Few Roman coins reach the artistic level of the best Greek coins. However, they survive in huge numbers. Their images and inscriptions are a crucial source for studying Roman history and the development of imperial symbols. They also contain many fine examples of portraiture. Coins reached people across the entire Empire and beyond. In the Empire, medallions made of precious metals began to be produced in small numbers as gifts from the emperor. These are similar to coins but larger and usually more finely made. Coin images initially followed Greek styles, with gods and symbols. But during the end of the Republic, first Pompey and then Julius Caesar appeared on coins. Portraits of the emperor or his family became standard on imperial coins. The inscriptions were used for propaganda.

Architecture

It was in architecture that Roman art made its greatest breakthroughs. Because the Roman Empire covered such a large area and included many cities, Roman engineers developed ways to build on a grand scale, including using concrete. Huge buildings like the Pantheon and the Colosseum could not have been built with older materials and methods. Although concrete had been invented a thousand years earlier in the Near East, the Romans used it for their most impressive buildings and monuments. They took advantage of concrete's strength and low cost. The concrete core was covered with plaster, brick, stone, or marble, and decorative, colorful, and gold-gilded sculptures were often added to create a dazzling effect of power and wealth.

Because of these methods, Roman architecture is famous for how long it lasts. Many buildings are still standing, and some are even still in use, mostly buildings that were turned into churches. However, many ruins have had their marble coverings removed, leaving their concrete cores exposed. This makes them look smaller and less grand than they originally were, like the Basilica of Constantine.

During the Republican era, Roman architecture combined Greek and Etruscan elements. It also introduced new ideas like the round temple and the curved arch. As Roman power grew, the first emperors cleared away poor areas to build grand palaces on the Palatine Hill and nearby. This required new engineering methods and large-scale designs. Roman buildings were then grouped together in commercial, political, and social areas called forums. The Forum of Julius Caesar was the first, and the Forum Romanum is the most famous. The largest arena in the Roman world, the Colosseum, was finished around 80 AD. It could hold over 50,000 people, had retractable fabric roofs for shade, and could host huge gladiator contests and even mock naval battles. This masterpiece of Roman architecture shows Roman engineering skill and uses all three architectural styles: Doric, Ionic, and Corinthian. Less famous but just as important for most Romans were the five-story insula or city blocks, which were like apartment buildings and housed tens of thousands of Romans.
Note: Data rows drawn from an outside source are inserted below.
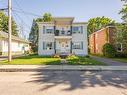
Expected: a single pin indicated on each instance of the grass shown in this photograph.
(121, 59)
(33, 60)
(78, 60)
(48, 60)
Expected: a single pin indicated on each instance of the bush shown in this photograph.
(109, 50)
(56, 56)
(121, 54)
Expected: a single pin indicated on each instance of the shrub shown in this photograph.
(121, 54)
(109, 50)
(56, 56)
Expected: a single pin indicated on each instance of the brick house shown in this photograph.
(101, 37)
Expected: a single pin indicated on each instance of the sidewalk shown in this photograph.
(109, 62)
(25, 68)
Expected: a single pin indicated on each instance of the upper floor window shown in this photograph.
(48, 45)
(77, 45)
(77, 29)
(48, 29)
(119, 47)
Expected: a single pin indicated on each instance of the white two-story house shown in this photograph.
(62, 36)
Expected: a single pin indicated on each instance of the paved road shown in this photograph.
(64, 83)
(109, 62)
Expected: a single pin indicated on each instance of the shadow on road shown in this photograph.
(72, 80)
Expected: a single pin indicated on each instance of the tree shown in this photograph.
(97, 23)
(109, 50)
(47, 17)
(123, 12)
(121, 36)
(33, 36)
(4, 24)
Teatro romano de Mérida (2)
Roman theatre in Mérida.

During the reigns of Trajan (98–117 AD) and Hadrian (117–138 AD), the Roman Empire was at its largest, and Rome itself was at its artistic peak. This was achieved through massive building programs of monuments, meeting houses, gardens, aqueducts, baths, palaces, and temples. The Roman use of the arch, concrete building methods, and the dome allowed for vaulted ceilings. This enabled the construction of public spaces and complexes, including the palaces, public baths, and basilicas of the "Golden Age" of the empire. Great examples of dome construction include the Pantheon, the Baths of Diocletian, and the Baths of Caracalla. The Pantheon (dedicated to all the planetary gods) is the best-preserved ancient temple with an intact ceiling featuring an open "eye" in the center. The height of the ceiling exactly matches the building's inner radius, creating a perfect dome. These grand buildings later inspired architects of the Italian Renaissance, like Brunelleschi. By the time of Constantine (306-337 AD), the last major building projects in Rome took place, including the Arch of Constantine built near the Colosseum. This arch reused some stone work from nearby, creating a mix of styles.

Roman aqueducts, also based on the arch, were common in the empire. They were essential for bringing water to large cities. Their standing stone remains are very impressive, such as the Pont du Gard (with three tiers of arches) and the aqueduct of Segovia. These structures stand as silent proof of their excellent design and construction.